4) Think of relevance as something in the eye of the beholder.
[I]t is the consumer’s notion of relevance that matters and not the editors’. This switch to a user-centered concept of relevance requires a new perspective on what type of stories the news sites wish to post, as well the categorization and indexing of the content.
5) Tell a human story.
It’s what differentiates the human reporter from a robot.
6) Find your own business model.
Don’t be afraid to test an idea, see what works, adjust or learn from the failure and go on to the next one.
7) Know your basics.
Some things never change. The above 6 skills are of course mere modern additions to the classic skills that are still needed — the ability to check both sources and commas is a timeless requirement, so don’t ignore the old craftsmanship.
The advice above rings more true than ever, considering what David Carr of The New York Times calls “cracks in publishing operations that are both hilarious and terrifying.” While the inaccuracies in news reporting are neither new nor confined to one nation’s media, just this month alone had seen some serious faux pas in news reporting and publishing.

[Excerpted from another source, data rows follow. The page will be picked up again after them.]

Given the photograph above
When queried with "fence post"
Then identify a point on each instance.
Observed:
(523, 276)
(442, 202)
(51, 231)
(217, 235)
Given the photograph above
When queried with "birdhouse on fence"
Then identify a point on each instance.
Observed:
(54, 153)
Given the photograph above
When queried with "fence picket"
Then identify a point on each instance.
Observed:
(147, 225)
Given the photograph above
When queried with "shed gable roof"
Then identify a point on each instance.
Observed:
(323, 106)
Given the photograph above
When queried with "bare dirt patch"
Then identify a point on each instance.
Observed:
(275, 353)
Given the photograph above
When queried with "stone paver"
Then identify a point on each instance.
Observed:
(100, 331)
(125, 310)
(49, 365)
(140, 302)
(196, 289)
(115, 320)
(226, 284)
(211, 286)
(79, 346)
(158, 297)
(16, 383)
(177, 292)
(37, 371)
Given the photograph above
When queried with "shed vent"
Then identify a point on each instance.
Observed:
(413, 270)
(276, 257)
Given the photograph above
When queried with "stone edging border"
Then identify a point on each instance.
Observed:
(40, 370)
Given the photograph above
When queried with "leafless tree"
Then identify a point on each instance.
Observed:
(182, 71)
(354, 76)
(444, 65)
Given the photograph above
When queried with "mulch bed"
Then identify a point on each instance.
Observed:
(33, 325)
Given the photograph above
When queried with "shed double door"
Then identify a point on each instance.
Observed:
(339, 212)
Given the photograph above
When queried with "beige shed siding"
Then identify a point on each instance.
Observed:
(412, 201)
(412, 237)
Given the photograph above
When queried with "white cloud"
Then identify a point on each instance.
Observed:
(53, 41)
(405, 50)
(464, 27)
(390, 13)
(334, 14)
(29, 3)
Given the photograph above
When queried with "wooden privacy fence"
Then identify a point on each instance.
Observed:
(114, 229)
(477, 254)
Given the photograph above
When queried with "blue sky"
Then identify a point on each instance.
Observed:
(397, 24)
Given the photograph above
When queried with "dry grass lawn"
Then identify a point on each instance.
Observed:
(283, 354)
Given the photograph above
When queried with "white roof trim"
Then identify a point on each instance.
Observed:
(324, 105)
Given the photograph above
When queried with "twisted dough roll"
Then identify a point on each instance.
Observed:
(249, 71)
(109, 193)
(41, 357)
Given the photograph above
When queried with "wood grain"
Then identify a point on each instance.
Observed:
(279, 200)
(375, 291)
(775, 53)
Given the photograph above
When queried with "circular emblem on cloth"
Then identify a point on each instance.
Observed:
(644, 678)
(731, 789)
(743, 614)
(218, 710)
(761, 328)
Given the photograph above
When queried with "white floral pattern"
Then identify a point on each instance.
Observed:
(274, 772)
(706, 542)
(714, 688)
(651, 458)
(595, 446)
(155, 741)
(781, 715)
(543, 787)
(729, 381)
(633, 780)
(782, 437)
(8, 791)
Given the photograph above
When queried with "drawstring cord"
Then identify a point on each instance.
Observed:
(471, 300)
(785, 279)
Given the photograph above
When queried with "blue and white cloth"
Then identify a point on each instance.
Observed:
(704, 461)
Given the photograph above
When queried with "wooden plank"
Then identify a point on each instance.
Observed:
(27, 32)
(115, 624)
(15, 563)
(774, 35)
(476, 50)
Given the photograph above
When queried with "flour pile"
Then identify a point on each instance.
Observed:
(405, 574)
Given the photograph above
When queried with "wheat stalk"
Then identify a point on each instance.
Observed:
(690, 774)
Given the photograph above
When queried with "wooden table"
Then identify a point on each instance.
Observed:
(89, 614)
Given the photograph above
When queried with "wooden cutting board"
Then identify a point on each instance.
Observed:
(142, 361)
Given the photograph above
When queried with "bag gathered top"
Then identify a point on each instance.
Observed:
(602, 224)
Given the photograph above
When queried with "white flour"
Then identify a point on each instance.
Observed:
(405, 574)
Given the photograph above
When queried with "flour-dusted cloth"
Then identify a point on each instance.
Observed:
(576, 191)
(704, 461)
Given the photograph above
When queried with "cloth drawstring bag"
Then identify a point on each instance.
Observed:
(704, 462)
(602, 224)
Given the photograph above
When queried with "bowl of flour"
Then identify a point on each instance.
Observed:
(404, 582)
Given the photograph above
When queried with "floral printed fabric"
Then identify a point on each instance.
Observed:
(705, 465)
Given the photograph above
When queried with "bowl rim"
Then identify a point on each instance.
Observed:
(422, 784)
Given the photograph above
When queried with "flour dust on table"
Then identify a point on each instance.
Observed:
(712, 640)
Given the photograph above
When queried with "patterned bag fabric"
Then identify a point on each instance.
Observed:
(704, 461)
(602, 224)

On July 1, Carr writes, a Scranton, PA-based The Times-Tribune published a made-up box score for the never-played baseball game; U-T San Diego published on July 5 a front-page story it has already published online on June 19; and hyperlocal content farm Journatic was revealed to be faking bylines for its Filipino writers. Some of the stories with those fake bylines ran in The Chicago Tribune, The Houston Chronicle, and The San Francisco Chronicle.

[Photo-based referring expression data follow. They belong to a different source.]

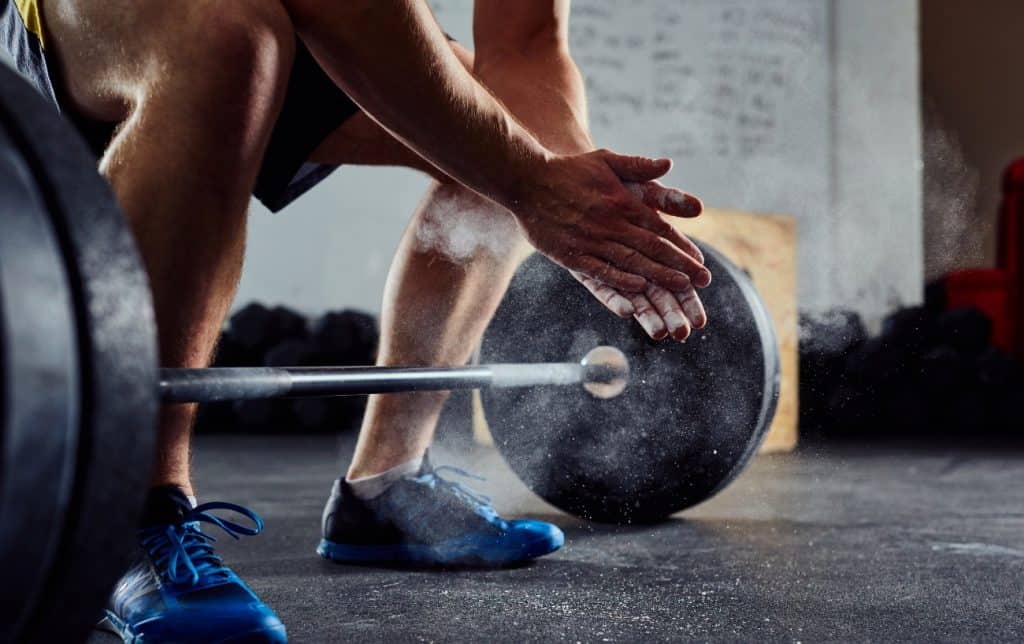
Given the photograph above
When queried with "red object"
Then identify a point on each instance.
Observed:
(999, 292)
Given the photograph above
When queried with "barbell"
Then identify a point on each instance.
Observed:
(80, 388)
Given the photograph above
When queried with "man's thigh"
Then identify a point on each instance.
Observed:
(359, 140)
(107, 53)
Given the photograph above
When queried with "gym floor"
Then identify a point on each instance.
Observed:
(849, 543)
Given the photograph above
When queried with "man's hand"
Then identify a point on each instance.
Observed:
(582, 213)
(659, 312)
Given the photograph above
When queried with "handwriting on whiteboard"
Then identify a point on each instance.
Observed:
(720, 74)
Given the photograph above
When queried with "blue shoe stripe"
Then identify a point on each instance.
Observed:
(462, 550)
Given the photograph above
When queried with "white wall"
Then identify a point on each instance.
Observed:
(843, 153)
(876, 256)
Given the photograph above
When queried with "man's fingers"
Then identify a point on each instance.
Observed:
(692, 307)
(658, 252)
(668, 200)
(603, 271)
(636, 168)
(671, 311)
(615, 302)
(628, 258)
(648, 317)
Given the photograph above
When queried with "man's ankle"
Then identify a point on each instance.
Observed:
(369, 486)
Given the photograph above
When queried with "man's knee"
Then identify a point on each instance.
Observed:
(461, 225)
(243, 45)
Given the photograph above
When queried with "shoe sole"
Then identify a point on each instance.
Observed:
(112, 624)
(485, 551)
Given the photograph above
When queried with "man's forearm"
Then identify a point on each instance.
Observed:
(545, 91)
(457, 124)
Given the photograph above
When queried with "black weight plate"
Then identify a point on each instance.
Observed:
(39, 387)
(691, 418)
(118, 357)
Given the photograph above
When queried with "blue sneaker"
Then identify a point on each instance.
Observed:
(428, 519)
(179, 591)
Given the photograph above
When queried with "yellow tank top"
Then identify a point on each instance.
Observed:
(32, 17)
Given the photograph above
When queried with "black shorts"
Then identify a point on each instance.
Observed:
(313, 108)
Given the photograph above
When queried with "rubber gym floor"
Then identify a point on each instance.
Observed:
(848, 543)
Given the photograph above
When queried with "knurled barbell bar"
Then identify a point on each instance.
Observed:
(80, 388)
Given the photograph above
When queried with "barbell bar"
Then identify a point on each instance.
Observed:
(603, 373)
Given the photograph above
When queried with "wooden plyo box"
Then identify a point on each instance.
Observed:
(764, 246)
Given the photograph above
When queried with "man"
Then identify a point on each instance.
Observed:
(194, 105)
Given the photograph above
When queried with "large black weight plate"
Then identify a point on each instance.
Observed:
(691, 418)
(118, 358)
(40, 387)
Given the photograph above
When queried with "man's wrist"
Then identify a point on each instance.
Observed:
(525, 177)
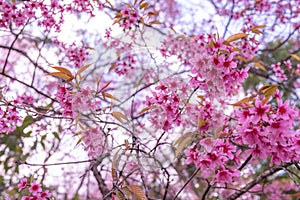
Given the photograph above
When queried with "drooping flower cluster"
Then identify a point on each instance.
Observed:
(74, 102)
(165, 104)
(279, 72)
(48, 15)
(129, 18)
(64, 98)
(35, 191)
(9, 117)
(269, 131)
(83, 101)
(212, 71)
(123, 66)
(77, 55)
(93, 142)
(213, 159)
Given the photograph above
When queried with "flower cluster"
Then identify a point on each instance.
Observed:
(214, 72)
(35, 191)
(279, 72)
(9, 118)
(213, 159)
(76, 55)
(76, 102)
(129, 19)
(123, 66)
(64, 98)
(84, 100)
(268, 131)
(206, 116)
(165, 104)
(93, 142)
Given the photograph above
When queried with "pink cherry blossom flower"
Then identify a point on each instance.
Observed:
(35, 188)
(260, 111)
(44, 195)
(22, 184)
(26, 198)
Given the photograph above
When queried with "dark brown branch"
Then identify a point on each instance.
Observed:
(188, 181)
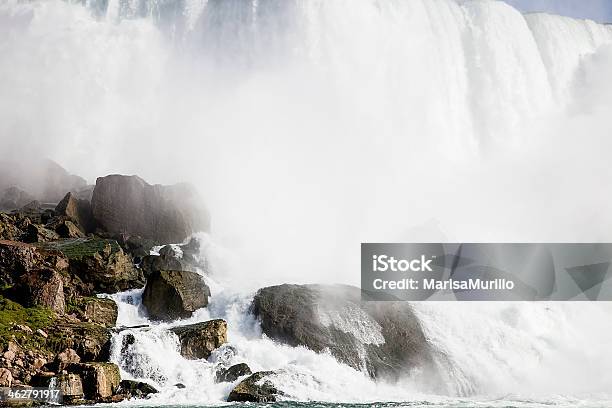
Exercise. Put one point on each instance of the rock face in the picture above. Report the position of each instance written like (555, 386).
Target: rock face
(385, 338)
(129, 205)
(200, 339)
(255, 389)
(100, 380)
(43, 287)
(135, 389)
(79, 212)
(171, 295)
(234, 372)
(101, 311)
(103, 265)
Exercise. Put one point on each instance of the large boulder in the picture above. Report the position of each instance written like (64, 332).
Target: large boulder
(78, 211)
(102, 265)
(255, 388)
(232, 373)
(99, 380)
(200, 339)
(383, 338)
(41, 287)
(129, 205)
(171, 295)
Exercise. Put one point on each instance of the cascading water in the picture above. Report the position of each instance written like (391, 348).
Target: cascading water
(313, 125)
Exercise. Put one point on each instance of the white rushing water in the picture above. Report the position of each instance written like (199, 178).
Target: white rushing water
(314, 125)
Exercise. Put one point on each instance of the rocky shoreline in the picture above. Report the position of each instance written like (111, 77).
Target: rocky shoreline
(56, 331)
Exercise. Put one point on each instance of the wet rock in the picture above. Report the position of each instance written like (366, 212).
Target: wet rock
(386, 337)
(90, 341)
(166, 214)
(43, 287)
(135, 389)
(101, 311)
(255, 388)
(157, 263)
(171, 295)
(6, 377)
(232, 373)
(13, 198)
(71, 387)
(78, 211)
(200, 339)
(65, 358)
(103, 265)
(38, 233)
(100, 380)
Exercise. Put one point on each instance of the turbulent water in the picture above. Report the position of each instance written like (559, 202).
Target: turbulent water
(313, 125)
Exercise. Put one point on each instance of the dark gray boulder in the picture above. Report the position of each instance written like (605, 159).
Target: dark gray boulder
(200, 339)
(383, 338)
(255, 388)
(234, 372)
(171, 295)
(166, 214)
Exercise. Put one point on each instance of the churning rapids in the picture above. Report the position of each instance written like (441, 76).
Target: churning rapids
(313, 125)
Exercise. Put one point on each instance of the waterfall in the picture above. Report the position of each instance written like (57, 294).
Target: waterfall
(313, 125)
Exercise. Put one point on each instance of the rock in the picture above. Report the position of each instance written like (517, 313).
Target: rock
(135, 389)
(71, 387)
(171, 295)
(200, 339)
(103, 265)
(42, 287)
(156, 263)
(38, 233)
(90, 341)
(13, 198)
(166, 214)
(100, 380)
(385, 338)
(6, 377)
(68, 229)
(101, 311)
(233, 373)
(79, 211)
(255, 388)
(65, 358)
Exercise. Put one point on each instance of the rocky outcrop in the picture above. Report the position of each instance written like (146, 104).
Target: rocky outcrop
(200, 339)
(255, 388)
(135, 389)
(78, 211)
(232, 373)
(101, 311)
(102, 265)
(129, 205)
(384, 337)
(171, 295)
(41, 287)
(100, 380)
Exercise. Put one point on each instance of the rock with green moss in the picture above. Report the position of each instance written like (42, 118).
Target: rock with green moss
(171, 295)
(99, 380)
(200, 339)
(255, 388)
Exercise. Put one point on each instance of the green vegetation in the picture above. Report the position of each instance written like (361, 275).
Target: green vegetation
(35, 318)
(78, 248)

Carr comments on the Journatic fiasco:
The bread and butter for most of the industry is local information. But it has become seemingly impossible to make money creating daily compendiums and throwing it on people’s doorsteps. Journatic, the content provider, proceeds from the bold premise that generating community news can function on a call-center model, where a staff unrelated by geography or affiliation will serve customer needs. The company allowed employees to gin up fake bylines to give the appearance of a connection.

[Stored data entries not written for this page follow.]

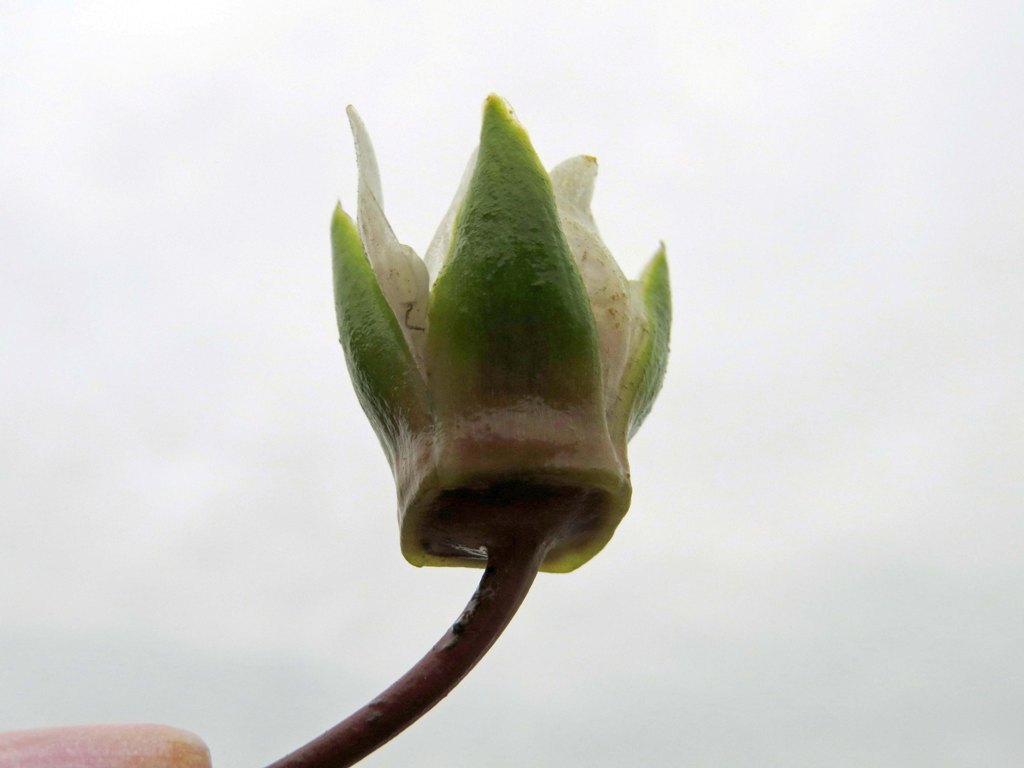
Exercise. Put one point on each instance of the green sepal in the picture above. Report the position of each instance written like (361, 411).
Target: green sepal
(387, 382)
(645, 371)
(509, 314)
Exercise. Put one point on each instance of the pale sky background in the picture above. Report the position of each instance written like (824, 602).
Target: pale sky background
(824, 560)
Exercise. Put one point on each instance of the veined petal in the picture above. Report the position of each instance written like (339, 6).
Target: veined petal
(607, 288)
(509, 314)
(438, 249)
(401, 273)
(649, 345)
(386, 379)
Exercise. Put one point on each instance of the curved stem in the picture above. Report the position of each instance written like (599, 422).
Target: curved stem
(506, 580)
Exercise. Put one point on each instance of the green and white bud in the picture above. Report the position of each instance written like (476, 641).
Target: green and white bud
(504, 391)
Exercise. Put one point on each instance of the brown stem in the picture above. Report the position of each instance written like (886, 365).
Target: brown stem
(510, 572)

We shouldn’t be surprised, Carr says, that several outstanding reporters at The Times-Picayune (TP) in New Orleans, including David Hammer and Pulitzer winner Bob Marshall, among others, have declined the jobs they were offered at the restructured TP. Carr notes:
Maybe they were making a choice to pull back from an industry that by all appearances was starting to come apart. Between operational fiascos and flailing attempts to slash costs on the fly, it’s clear that the print newspaper business, which has been fretting over a looming crisis for the last 15 years, is struggling to stay afloat. There are smart people trying to innovate, and tons of great journalism is published daily, but the financial distress is more visible by the week.
It’s true, and not just for the print pubs. For instance, AOL’s Patch has been losing money, as Carr points out, as well as Nola.com. According to Nielsen, Nola.com had 639,000 unique visitors in May 2012, compared with more than a million in May of last year.
Spin Media (that publishes the music mag Spin), as was reported last week, was sold to Buzzmedia, which owns advertising for music blogs, and runs sites for Kim Kardashian and other celebrities. The move will expand Spin’s online presence but also makes its existence as a print pub uncertain.
Scary, indeed. What’s an industry to do? “After all,” Carr writes, “the math is daunting, and there is a shortage of magic bullets.”